I understand how segmentation works, and that paging is the preferred way for memory access in modern operating systems. But I am not sure about the way the segment registers are unused:
A funny combination of them, perhaps. What happens from a high level (if it can be called high) perspective is that most segments are configured with a base of 0 and a limit of 0xFFFFFFFF (fs
and gs
may be used for special purposes though).
But configuring a segment with a non-zero base may have performance consequences. For example on AMD K8 and K10, configuring the code segment to have a non-zero base increases the latency of branch mispredictions by two cycles, and a general address costs a cycle longer to compute if a segment with a non-zero base is involved. This may mean that the processor has a special fast-path for segments with a base of zero, so that the base does not participate in the calculation of the address at all rather than adding zero (which would still take time).

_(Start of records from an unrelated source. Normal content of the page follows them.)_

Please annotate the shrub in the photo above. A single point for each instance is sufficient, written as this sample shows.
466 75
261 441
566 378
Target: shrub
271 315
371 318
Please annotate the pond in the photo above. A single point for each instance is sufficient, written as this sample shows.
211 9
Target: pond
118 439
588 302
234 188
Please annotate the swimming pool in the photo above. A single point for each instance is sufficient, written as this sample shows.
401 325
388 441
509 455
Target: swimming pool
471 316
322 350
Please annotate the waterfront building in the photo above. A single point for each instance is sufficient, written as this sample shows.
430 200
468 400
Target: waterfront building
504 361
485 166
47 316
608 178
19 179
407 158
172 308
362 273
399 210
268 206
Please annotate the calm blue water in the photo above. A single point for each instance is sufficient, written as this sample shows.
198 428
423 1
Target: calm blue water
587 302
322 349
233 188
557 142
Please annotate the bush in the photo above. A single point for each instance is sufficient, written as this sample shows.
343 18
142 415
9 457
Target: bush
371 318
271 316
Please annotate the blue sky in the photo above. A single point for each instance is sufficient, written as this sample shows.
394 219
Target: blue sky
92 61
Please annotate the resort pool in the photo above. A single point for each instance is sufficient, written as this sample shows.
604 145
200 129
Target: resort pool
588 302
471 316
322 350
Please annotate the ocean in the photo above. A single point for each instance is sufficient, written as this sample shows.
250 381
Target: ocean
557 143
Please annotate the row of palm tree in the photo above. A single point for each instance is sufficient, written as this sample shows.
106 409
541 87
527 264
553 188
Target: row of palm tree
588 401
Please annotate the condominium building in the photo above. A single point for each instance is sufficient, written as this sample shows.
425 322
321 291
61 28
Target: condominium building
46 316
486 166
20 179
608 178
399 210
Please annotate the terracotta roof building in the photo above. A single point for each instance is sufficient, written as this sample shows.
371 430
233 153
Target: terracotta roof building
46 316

I could find no reference to this effect existing on any other µarchs, but it may not be fully explored because it is a relatively rare effect, especially in performance-sensitive code. In a quick test, a similar effect seems to exist on Haswell, with this code (skips some trivial set-up):
.loop:
mov rax, [rsp+rax]
add ecx, 1
jnz .loop
Running two cycles per iteration faster (5 cycles/iteration) than this code (7 cycles/iteration):
.loop:
mov rax, [gs:rax]
add ecx, 1
jnz .loop
Possibly that means that more Intel µarchs are effected as well, though perhaps this is inaccurate since no segment is involved in the first code at all (since it's 64bit code) and perhaps that is what mattered.